3 Comments
Apr 24, 2023Liked by Ramanan Raghavendran

Great topic—thank you for writing .

I like this challenge a lot.

Especially because I think we can still make significant progress to improve our “trust economy” with readily available tools.

Information begets trust insofar as it’s gathered, shared and displayed appropriately. For example, we have a lot more data and information on a given brand of baby food than is ever made available to a buyer online. The internet has of course been happy to facilitate easy and fast transactions nonetheless, without very much “information-rigor”. Marketing claims could get ALL the way around the world before the truth could get its pants on!

Ecommerce has conveniently decentralized a version of truth at the cost of now-familiar pitfalls. Democratized online reviews and social media are not critically mature enough to fight the winds of sales growth with scientific truth.

Hope: We can do something about this. The good news is that if the right information is available in the right places and in a digestible manner, we can expect people to act accordingly (right?).

A hypothesis? Brands can succeed over competitors AND do right by sharing more information, *in the right ways*, about their products.
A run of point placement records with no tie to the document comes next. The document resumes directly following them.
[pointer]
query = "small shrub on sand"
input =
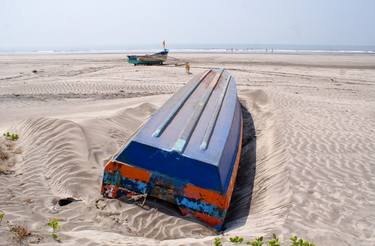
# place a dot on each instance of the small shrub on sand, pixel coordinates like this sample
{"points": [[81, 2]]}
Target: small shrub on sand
{"points": [[11, 136], [1, 216], [300, 242], [217, 241], [236, 239], [20, 233], [55, 225], [256, 242], [274, 241]]}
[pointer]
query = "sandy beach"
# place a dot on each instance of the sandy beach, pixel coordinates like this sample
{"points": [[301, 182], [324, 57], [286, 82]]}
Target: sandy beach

Brands arent people, but they aren’t far off. They are conduits of trust.

Expand full comment
Apr 24, 2023Liked by Ramanan Raghavendran

Under the 'do something' I would lean more into government action - if technology is eroding trust, government should control their ability to do so. It is striking that social networks and news aggregators and search engines have no responsibility for the accuracy, veracity and outcomes related to the information they share - that is new. Essentially they provide free information, they get eyeballs, and they monetize advertising - this is what newspapers and radio and TV did but these were all tightly regulated for accuracy and responsible reporting (both by government and by the potential for private liable cases) ... we should force Meta, Alphabet, TikTok and others to live to the same standard.